Social Network Analysis: The Fuse Igniting Enterprise Data Warehouse Growth. It’s Planet Petabyte or Bust!
Posted by James Kobielus on January 7, 2010
Social networks have always been with us, of course, but now they’ve gained concrete reality in the online fabric of modern life.
Social network analysis has, in a real sense, been with us almost as long as we’ve been doing predictive analytics. Customer churn analysis is the killer app for predictive analytics, and it is inherently social. It’s long been known that individual customers don’t always churn themselves—i.e., decide to renew and/or bolt to the competition—in isolation. As they run the continual calculus called loyalty in their heads and hearts, they’re receiving fresh feeds of opinion from their friends and families, following the leads of peers and influencers, and keeping their fingers to the cultural breeze. You could also make a strong case for social networking—i.e., individual behaviors spurred, shaped, and encouraged within communities—as a key independent variable driving cross-sell, up-sell, fraud, and other phenomena for which we’ve long built predictive models.

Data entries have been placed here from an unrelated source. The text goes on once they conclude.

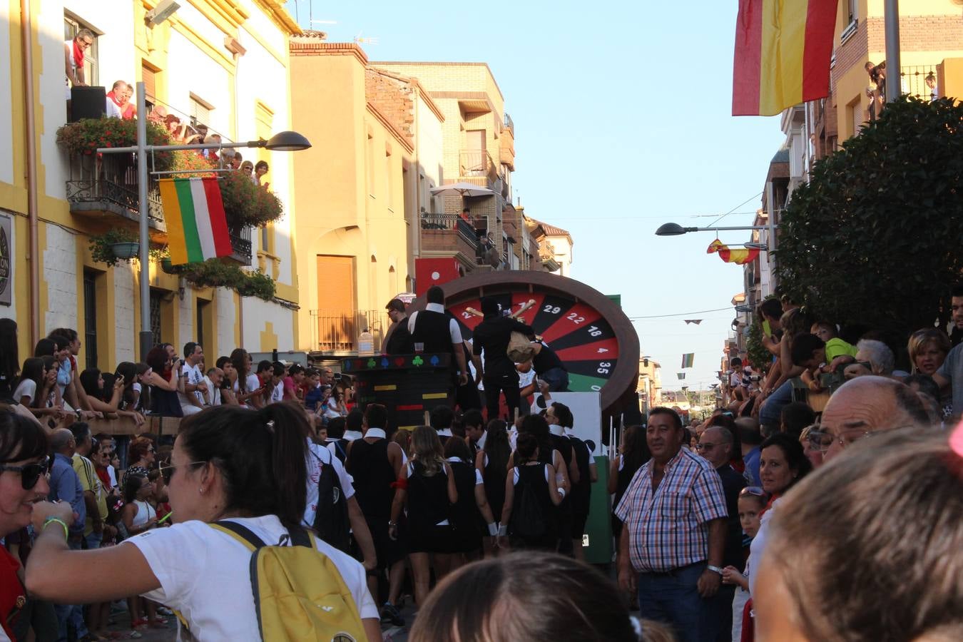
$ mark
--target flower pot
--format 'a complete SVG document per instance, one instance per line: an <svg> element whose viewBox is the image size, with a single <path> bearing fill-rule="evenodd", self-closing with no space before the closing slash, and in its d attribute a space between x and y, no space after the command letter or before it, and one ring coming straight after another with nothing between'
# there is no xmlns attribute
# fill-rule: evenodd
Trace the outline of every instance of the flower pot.
<svg viewBox="0 0 963 642"><path fill-rule="evenodd" d="M141 244L136 241L133 243L114 243L111 244L111 251L114 252L114 256L118 259L123 259L125 261L136 258L138 251L141 249Z"/></svg>

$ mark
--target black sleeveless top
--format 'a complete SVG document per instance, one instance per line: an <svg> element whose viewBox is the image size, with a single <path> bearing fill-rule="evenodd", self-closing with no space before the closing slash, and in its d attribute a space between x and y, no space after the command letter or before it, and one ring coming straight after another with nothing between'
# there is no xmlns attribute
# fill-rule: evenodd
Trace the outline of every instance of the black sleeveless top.
<svg viewBox="0 0 963 642"><path fill-rule="evenodd" d="M478 504L475 502L475 467L463 461L451 461L452 474L455 475L455 489L458 492L458 501L452 507L452 522L459 531L459 537L478 537L479 519ZM505 484L502 484L502 494L505 494ZM498 521L499 518L495 518Z"/></svg>
<svg viewBox="0 0 963 642"><path fill-rule="evenodd" d="M533 495L541 509L545 526L545 534L543 537L551 539L556 530L556 506L552 503L552 498L549 496L548 481L545 479L545 465L516 466L515 471L518 471L518 481L515 482L514 502L512 503L511 517L508 520L509 534L517 533L519 529L519 522L523 519L521 516L522 511L519 508L522 498L525 497L525 488L529 486L534 491ZM508 475L514 475L514 471L509 472Z"/></svg>
<svg viewBox="0 0 963 642"><path fill-rule="evenodd" d="M409 465L408 528L416 533L449 519L451 502L448 501L448 475L443 468L429 476L425 475L425 466L417 459Z"/></svg>
<svg viewBox="0 0 963 642"><path fill-rule="evenodd" d="M572 504L577 511L588 512L592 494L588 446L577 437L570 437L568 442L575 450L575 463L579 467L579 483L572 485Z"/></svg>
<svg viewBox="0 0 963 642"><path fill-rule="evenodd" d="M368 521L387 524L391 519L391 501L395 499L395 469L388 460L387 439L369 444L354 440L345 468L354 478L354 497Z"/></svg>
<svg viewBox="0 0 963 642"><path fill-rule="evenodd" d="M415 329L411 333L412 344L425 344L426 352L455 352L452 334L449 331L451 319L448 315L432 310L419 310L415 317Z"/></svg>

The other day, a Forrester client was asking me for educated guesses on how fast the average enterprise data warehouse (EDW) is likely to grow over the next several years, and as I was working through the analysis, I couldn’t avoid the conclusion that social network analysis—for predictive and other uses—will be an important growth driver (though not the entire story). I’d like to lay out my key points.
First off, I need to re-iterate, per my blog post from last month that social network analysis is much more than parsing a stream of tweets to see who’s flaming whom these days. At heart, it involves exploring the shifting web of relationships among people based on their profiles, interactions, and affinities.
Second, this definition clearly encompasses call-detail-record (CDR) analysis, which is a core telecommunications industry application of predictive analytics and data mining. We all know CDR analysis as the means by which carriers track our calls for billing, collection, usage monitoring, fraud detection, and other core operational requirements. Of course, CDRs also constitute a core data set that carriers leverage for sales, marketing, customer service, churn analysis, “friends and family” programs, and other key functions.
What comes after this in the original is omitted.